Well, the games longevity depends on it having an audience wanting to play it. Obviously! And for that audience to have fun playing it, they need to be able to find servers full of people that they can play against. And they have to find people of a reasonable skill level, you know, so that they are playing against others that are challenging them in the game.
And that requires a constant influx of new players. In the case of Wolfenstein: Enemy Territory
– which is regularly ranked up there in the top three most-played multiplayer combat games - it’s been out for three or four years now and we only ever released it with six maps. But one of the reasons why it has been so successful, is because the team play side of it works really, really well. But perhaps the reason why the ‘player pace’ hasn’t continued to grow - don’t get me wrong it has grown, there have been 13.2 million unique installations! - but perhaps the reason why it hasn’t grown at a more excessive rate is because it is a difficult game to get into when you first start playing it. It’s somewhat overwhelming. It lacked, really, in terms of interface and communications.

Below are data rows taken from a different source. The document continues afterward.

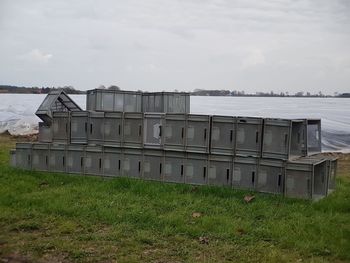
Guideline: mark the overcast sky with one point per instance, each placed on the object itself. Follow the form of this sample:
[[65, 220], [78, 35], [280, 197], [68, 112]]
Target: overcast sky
[[249, 45]]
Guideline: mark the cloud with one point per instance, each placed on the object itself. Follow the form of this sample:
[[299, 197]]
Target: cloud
[[37, 56], [254, 58]]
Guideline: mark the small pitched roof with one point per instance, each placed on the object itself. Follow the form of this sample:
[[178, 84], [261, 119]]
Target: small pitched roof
[[56, 100]]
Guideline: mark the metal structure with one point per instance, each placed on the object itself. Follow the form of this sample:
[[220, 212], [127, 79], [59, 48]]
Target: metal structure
[[112, 161], [175, 132], [245, 172], [40, 156], [113, 100], [307, 178], [249, 136], [197, 133], [113, 129], [223, 135], [132, 163], [96, 128], [56, 100], [58, 158], [174, 167], [153, 130], [114, 138], [24, 155], [133, 130], [220, 170], [284, 139], [271, 176], [93, 160], [75, 159], [79, 127], [153, 165], [196, 168], [45, 132], [313, 136], [168, 102], [61, 127]]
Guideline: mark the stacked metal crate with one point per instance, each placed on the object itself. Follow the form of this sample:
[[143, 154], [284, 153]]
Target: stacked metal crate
[[153, 136]]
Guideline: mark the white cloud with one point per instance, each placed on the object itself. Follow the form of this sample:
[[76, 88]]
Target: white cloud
[[254, 58], [37, 56]]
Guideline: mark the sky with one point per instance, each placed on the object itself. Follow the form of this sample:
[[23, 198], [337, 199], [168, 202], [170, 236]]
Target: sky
[[245, 45]]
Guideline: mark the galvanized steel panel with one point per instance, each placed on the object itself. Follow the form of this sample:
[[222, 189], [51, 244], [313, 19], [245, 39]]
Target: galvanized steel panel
[[223, 135], [79, 127], [248, 136]]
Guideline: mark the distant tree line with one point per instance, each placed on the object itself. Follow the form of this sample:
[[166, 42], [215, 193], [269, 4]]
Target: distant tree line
[[37, 90], [196, 92], [202, 92]]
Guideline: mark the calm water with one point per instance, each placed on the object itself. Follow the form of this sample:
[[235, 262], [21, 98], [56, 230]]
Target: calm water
[[17, 112]]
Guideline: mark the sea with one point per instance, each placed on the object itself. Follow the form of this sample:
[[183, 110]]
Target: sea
[[17, 113]]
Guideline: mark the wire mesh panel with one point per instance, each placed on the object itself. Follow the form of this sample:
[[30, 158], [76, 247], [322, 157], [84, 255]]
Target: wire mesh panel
[[61, 127], [298, 140], [96, 128], [75, 159], [245, 172], [79, 127], [113, 100], [40, 156], [174, 132], [57, 161], [45, 133], [313, 136], [93, 160], [132, 102], [153, 165], [56, 100], [248, 137], [176, 102], [132, 163], [112, 161], [153, 129], [220, 170], [276, 138], [270, 176], [168, 102], [174, 167], [223, 135], [24, 155], [197, 133], [113, 122], [196, 169], [299, 180], [133, 130]]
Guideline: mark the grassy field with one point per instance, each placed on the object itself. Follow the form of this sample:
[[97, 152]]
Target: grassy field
[[62, 218]]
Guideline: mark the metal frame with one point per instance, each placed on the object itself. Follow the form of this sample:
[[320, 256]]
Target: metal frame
[[40, 156], [153, 163], [271, 175], [220, 171], [249, 140], [245, 172], [175, 132], [174, 167], [197, 133], [223, 135], [153, 130], [79, 122], [61, 127], [132, 129]]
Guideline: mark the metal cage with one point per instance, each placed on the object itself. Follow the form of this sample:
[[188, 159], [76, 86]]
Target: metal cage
[[223, 134], [220, 170]]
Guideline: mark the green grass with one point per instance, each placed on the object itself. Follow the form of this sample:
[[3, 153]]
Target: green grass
[[57, 217]]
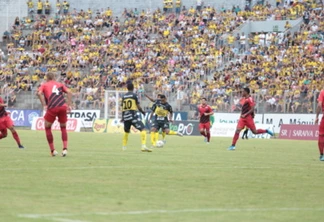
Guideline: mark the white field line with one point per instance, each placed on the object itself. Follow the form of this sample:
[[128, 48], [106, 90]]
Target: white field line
[[202, 210], [132, 167]]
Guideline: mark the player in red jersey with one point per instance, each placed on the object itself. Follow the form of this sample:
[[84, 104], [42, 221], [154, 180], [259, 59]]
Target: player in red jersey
[[246, 119], [205, 111], [51, 96], [6, 123], [320, 107]]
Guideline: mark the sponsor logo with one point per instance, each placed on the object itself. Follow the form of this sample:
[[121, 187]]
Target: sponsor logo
[[31, 116], [71, 124], [299, 132], [99, 126]]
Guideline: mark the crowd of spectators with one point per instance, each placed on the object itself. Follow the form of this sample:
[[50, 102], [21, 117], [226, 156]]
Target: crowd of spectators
[[176, 53]]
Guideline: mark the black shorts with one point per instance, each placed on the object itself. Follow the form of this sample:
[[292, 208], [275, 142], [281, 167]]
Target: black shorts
[[137, 123], [160, 125]]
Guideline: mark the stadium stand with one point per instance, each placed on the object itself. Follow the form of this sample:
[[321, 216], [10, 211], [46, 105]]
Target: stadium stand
[[184, 55]]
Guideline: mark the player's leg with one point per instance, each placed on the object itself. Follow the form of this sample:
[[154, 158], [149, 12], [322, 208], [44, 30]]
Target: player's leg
[[62, 118], [49, 120], [3, 133], [171, 132], [16, 137], [207, 128], [154, 133], [139, 125], [250, 124], [240, 126], [321, 140], [202, 130], [127, 126], [245, 132]]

So one of the things we want to achieve by the time ETQW
ships is that players can jump in, pick a class and know exactly where to go and what to do when you get there and what your reward for success is going to be – and then when you suddenly hear that your team has completed an objective, then you know you had some part in that. Then when you get to the end of the game you get rewards – you know, for the part of the game that you were doing, so you are rewarded for anything that you were doing particularly well.